Rumour has it that the Taylor-Burtons are being axed. 

This is a campaign to save Justin. Sign your support here... Thanks!!! 

 :Cheer:   :Cheer:   :Cheer:   :Cheer:

----------


## Chris_2k11

They're being axed!??   :EEK!:  Where did you hear this?

----------


## .:Kitz:.

What?!?! they can't aze Justin....noooooo!!

----------


## di marco

noooooo they cant axe justin, i wont let them! axe all the others as i dont really like them, but justin has to stay

----------


## myvoice

This campaign has been renamed Justice for Justin!!!

----------


## leo_is_so_fit!!

Dannielle - Save JUSTIN!!!!!!!

----------


## Debs

> Rumour has it that the Taylor-Burtons are being axed. 
> 
> This is a campaign to save Justin. Sign your support here... Thanks!!!


whats your source please??

----------


## Debs

im going to move thie to the rumour mill until we have a source!

----------


## gbnut

i think this is rubbish as they are ment to have big storylines coming up for the family eg the pregnancys.

----------


## myvoice

My source - it was in the metro

----------


## Bad Wolf

the parents are really annoying as are those twins- they were much better when partnered with max and ob

----------


## Emmak2005

> Rumour has it that the Taylor-Burtons are being axed. 
> 
> This is a campaign to save him. Sign your support here... Thanks!!!


 Oh yes I definately want to save sexy Justin. Plus Chris Fountain who plays him has the potential to become a really good actor - not just in soap, but in whatever future acting job he gets. Ditch the twins, however.Or just keep one - as they're both alike anyway. You don't need them both. Have you noticed that the characters of Liz & Richard rarely appear in the same episode together anymore. It's usually one of each with Justin, Darlene, Ali, Mel & Sophie.  :Lol: I meant to put sexy Justin - not the 3 letter word s*x. And now I have a warning for it.

----------


## di marco

> Ditch the twins, however.Or just keep one - as they're both alike anyway.

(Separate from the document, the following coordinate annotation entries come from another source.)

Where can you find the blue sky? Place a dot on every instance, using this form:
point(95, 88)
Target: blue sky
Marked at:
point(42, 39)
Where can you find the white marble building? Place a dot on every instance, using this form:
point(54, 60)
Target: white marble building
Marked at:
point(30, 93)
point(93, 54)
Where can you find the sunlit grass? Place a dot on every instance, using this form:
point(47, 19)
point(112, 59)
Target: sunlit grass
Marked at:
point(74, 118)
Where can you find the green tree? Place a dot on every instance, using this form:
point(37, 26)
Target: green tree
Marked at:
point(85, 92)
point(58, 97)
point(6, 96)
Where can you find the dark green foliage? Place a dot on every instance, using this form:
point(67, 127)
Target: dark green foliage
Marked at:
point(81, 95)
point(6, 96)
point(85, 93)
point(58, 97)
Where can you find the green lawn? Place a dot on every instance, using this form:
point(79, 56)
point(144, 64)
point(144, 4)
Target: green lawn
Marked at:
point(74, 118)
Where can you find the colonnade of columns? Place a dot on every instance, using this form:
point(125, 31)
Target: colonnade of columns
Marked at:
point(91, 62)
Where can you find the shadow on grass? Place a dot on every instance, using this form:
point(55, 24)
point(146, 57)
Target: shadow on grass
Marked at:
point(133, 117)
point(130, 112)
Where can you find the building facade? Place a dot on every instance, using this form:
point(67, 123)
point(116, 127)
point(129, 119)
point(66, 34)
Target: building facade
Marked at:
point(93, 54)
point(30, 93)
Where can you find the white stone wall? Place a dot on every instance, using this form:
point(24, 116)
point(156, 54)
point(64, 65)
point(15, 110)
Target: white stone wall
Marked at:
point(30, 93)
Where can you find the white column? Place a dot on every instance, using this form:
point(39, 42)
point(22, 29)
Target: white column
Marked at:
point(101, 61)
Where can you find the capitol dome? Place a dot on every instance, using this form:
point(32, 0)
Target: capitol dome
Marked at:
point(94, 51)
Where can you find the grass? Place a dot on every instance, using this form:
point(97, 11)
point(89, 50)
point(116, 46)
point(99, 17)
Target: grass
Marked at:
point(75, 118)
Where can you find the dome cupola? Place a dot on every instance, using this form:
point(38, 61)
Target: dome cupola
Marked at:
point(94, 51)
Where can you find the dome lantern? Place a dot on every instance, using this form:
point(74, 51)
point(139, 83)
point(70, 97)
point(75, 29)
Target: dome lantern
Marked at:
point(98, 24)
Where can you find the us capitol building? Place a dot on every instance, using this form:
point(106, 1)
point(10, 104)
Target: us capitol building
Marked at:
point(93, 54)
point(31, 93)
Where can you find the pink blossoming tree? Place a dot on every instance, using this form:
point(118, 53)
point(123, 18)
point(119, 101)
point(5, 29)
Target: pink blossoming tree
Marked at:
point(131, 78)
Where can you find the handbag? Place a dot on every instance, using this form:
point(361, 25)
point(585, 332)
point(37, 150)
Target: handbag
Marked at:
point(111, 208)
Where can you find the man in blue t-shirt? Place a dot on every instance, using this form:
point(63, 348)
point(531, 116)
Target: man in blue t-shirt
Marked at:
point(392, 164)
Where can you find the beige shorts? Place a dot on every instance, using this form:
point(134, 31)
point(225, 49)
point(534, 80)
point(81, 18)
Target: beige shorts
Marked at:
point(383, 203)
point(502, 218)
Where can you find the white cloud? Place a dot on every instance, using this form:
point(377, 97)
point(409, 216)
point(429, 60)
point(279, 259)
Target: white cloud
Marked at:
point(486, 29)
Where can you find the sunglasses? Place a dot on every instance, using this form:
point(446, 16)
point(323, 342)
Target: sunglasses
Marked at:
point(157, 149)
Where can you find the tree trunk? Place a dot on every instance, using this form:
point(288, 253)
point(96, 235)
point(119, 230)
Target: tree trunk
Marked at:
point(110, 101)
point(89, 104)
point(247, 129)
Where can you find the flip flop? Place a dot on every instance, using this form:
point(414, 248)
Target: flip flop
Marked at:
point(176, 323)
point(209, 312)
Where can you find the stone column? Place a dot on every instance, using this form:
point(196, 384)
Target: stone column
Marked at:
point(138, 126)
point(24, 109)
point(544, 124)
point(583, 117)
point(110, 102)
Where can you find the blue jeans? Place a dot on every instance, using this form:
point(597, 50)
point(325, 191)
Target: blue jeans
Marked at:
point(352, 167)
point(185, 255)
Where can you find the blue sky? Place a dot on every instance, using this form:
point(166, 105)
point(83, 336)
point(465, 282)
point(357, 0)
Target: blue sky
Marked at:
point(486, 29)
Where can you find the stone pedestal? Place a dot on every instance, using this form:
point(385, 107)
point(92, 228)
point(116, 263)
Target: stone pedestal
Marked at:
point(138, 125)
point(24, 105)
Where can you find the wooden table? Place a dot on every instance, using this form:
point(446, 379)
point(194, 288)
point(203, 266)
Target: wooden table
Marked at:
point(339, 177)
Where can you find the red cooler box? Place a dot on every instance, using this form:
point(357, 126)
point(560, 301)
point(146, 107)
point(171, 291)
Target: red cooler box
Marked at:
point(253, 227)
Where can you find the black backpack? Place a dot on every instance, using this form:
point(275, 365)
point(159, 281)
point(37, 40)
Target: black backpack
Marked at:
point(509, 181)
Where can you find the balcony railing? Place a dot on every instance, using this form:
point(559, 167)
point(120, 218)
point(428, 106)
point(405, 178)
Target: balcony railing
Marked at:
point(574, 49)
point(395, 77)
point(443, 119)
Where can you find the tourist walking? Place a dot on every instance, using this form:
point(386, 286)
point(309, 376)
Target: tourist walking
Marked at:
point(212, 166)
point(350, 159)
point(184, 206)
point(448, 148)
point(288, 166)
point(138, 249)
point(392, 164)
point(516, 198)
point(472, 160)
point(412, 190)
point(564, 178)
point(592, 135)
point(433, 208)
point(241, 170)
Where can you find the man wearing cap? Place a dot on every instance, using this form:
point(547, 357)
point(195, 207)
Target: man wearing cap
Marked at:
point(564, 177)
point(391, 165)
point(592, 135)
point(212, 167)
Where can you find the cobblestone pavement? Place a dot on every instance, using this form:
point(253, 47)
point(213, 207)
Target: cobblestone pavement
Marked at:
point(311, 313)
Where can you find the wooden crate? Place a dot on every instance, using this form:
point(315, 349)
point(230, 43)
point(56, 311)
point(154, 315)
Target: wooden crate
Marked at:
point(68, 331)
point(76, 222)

if you have to keep one, keep mel as shes a bit more interesting than sophie

----------


## Rach33

Save Justin he's cute

----------


## Abbie

you have to save justin

----------


## ameliauk1

SAVE JUSTIN hes really great

----------


## Penguin8191

Yeh please save justin hes gorgeous and chris is a great actor!

----------


## Bryan

> i think this is rubbish as they are ment to have big storylines coming up for the family eg the pregnancys.


the pregancys???

bondboffin

----------


## di marco

> the pregancys???
> 
> bondboffin


yeh there was a rumour about liz and darlene getting pregnant but that was ages ago so dont know if its true?

----------


## Snow Plough

i thought darlene was gonna get pregnanant. maybe thats the reason why they leave?

----------


## Georgie

------>save Justin <------

----------


## Dr. Tangliss

I agree, he should remain.

----------


## emma_strange

He so shouldnt leave!

----------


## Chris_2k11

Justin's one of the best actors on the show!

----------


## di marco

> Justin's one of the best actors on the show!


i agree!  :Smile:

----------